Opinion: Inside COP26. It's like a tornado that may end in a whimper

Torn from its post and flapping in the bitter Glasgow wind, the huge COP26 banner seemed like an ill omen.

We stood on the pavement: thousands of delegates on the first day of the major climate summit, unable to get inside.

An hour later and I was bundled straight into a live television interview – as first Boris Johnson and then Prince Charles took to the stage behind me … my sense of foreboding didn’t improve.

Both spoke well and with passion. Boris maintained an earnest tone, later telling a roundtable of leaders of developing nations: “When it comes to tackling climate change, words without action, without deeds, are absolutely pointless.”

Then he flew back to London on a private jet – as did many others if the photographs of small planes lined up at nearby airports are to be believed.

Things really get going for the rest of us at the Conference of the Parties (shortened to COP) after the leaders take their leave.

There are more than 20,000 official delegates not to mention the many thousands more journalists and observers.

Unlike many attendees, I have a chance to take in all the different sides of the summit.

It’s a bit like being inside a tornado.

While I’m a delegate in the official blue zone – giving press conferences and interviews, meeting fellow academics, scientists and civil servants – I’m also an activist on the streets, taking part in peaceful protest, giving speeches to crowds, and much more.

Many people in the blue zone, where the negotiations take place, have a great air of self-importance; they walk very fast, with faces fixed in a serious expression.

Of course, what is going on here is super-important. It is nothing less than our very futures that are at stake.
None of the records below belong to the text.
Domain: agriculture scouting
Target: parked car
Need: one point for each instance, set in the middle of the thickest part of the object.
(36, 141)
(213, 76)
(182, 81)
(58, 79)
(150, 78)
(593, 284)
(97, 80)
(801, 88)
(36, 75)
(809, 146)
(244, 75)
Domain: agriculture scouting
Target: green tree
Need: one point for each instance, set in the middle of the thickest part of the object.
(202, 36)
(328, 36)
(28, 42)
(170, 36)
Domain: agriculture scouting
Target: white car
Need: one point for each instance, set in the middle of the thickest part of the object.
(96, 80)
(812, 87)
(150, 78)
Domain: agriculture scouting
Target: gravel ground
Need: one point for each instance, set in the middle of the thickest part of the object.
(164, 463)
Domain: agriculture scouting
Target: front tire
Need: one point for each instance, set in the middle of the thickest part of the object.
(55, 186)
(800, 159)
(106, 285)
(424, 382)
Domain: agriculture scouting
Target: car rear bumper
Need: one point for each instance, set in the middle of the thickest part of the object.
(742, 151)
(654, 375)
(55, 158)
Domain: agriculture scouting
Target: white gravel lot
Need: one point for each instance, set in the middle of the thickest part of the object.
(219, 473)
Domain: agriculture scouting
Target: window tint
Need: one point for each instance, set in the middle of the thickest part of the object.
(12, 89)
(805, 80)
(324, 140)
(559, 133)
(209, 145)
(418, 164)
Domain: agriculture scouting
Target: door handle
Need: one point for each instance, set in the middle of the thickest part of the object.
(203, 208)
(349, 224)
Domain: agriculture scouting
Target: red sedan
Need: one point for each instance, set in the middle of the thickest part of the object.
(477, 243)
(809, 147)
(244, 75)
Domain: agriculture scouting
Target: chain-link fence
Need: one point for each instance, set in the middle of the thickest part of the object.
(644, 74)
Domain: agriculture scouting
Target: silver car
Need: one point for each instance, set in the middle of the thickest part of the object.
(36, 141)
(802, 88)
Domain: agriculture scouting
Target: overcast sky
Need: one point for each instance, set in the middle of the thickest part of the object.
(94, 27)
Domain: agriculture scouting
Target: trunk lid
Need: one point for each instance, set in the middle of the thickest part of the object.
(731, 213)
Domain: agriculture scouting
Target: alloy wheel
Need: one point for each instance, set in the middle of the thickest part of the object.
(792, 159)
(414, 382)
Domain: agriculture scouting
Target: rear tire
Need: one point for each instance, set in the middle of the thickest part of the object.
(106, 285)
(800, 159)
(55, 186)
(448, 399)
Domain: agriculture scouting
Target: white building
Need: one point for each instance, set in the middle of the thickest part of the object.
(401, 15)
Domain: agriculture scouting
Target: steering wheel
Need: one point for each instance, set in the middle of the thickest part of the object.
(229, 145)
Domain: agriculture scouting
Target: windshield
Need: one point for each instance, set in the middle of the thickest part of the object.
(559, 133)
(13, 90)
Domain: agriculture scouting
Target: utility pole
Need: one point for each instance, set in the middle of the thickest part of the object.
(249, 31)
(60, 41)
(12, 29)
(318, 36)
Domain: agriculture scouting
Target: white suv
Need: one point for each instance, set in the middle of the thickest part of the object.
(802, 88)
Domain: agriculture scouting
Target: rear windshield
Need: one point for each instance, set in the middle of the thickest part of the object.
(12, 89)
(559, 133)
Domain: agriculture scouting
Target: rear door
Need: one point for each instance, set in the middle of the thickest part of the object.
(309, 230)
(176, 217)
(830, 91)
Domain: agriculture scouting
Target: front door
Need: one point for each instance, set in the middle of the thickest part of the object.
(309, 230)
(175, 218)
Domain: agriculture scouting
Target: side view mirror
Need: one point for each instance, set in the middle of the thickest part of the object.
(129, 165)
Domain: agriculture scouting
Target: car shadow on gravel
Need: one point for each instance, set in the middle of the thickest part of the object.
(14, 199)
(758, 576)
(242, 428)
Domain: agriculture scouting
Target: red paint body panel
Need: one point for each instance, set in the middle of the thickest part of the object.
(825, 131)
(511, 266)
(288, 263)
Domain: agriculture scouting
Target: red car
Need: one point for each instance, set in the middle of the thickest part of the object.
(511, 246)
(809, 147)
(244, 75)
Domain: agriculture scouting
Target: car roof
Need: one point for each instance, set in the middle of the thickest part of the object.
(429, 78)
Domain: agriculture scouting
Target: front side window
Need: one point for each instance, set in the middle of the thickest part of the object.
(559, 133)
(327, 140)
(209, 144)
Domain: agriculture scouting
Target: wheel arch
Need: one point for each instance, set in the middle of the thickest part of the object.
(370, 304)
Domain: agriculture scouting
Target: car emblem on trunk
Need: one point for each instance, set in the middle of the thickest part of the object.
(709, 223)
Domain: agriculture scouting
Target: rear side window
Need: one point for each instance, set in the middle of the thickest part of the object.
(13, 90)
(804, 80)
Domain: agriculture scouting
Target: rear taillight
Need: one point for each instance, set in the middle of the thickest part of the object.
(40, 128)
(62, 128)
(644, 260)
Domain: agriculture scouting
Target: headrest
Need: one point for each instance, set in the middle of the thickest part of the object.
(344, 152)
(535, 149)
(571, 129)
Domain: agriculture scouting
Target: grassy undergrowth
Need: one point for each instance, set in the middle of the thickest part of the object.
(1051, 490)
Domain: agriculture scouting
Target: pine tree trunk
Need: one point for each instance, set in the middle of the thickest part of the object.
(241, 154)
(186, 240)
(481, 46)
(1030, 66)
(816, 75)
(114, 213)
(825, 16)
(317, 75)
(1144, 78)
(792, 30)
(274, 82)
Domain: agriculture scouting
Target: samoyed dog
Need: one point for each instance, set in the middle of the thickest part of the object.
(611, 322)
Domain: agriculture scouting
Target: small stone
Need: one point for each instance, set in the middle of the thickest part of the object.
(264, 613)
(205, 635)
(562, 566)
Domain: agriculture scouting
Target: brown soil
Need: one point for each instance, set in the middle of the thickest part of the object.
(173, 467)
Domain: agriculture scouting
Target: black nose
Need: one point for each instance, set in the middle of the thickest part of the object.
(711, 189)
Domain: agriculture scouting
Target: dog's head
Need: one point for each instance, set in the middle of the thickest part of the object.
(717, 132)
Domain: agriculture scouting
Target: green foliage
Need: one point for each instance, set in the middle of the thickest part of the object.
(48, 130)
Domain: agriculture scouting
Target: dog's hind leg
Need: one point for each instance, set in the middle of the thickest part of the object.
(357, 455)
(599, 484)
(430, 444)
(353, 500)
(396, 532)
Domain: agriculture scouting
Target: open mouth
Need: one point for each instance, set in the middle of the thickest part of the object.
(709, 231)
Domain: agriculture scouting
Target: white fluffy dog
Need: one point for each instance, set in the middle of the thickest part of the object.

But the tragic truth is, no matter what happens now, COP26 is not going to ‘fix’ things. It can’t.

As I’ve discussed with colleagues here, such as Elizabeth May MP, Canada’s answer to Green Party MP (and former party leader) Caroline Lucas, conferences like this don’t have anything like the powers that they really need.

You see, the treaty that fixed the ozone hole – the 1987 Montréal protocol – worked because it had enforcement powers. The power to enact trade sanctions against non-compliant nations.

So when the COP process began more than 25 years ago, finance and trade ministers, the World Trade Organisation and big finance made sure that couldn’t happen again by preventing climate agreements from having any sanctions (eg trade sanctions) with which to enforce them.

We’ll never get a climate agreement that actually works until that changes.

And it won’t change without a much greater public protest: bigger even than the heroic school climate strikes led by kids in cities like Norwich, London and Glasgow and across the world, initiated by my friend and colleague Greta Thunberg.

So, when the news comes through next Friday that COP has ended with a whimper, and a deal that goes nowhere near far enough, don’t be surprised.

But do be a bit angry – and filled with fresh determination to step up and help change the future.

Being here in Glasgow has confirmed my understanding that governments won’t show the leadership necessary to prevent climate chaos, which in the next century will destroy the Broads and inundate most of East Anglia’s coast, unless we get in its way. And that’s just for starters.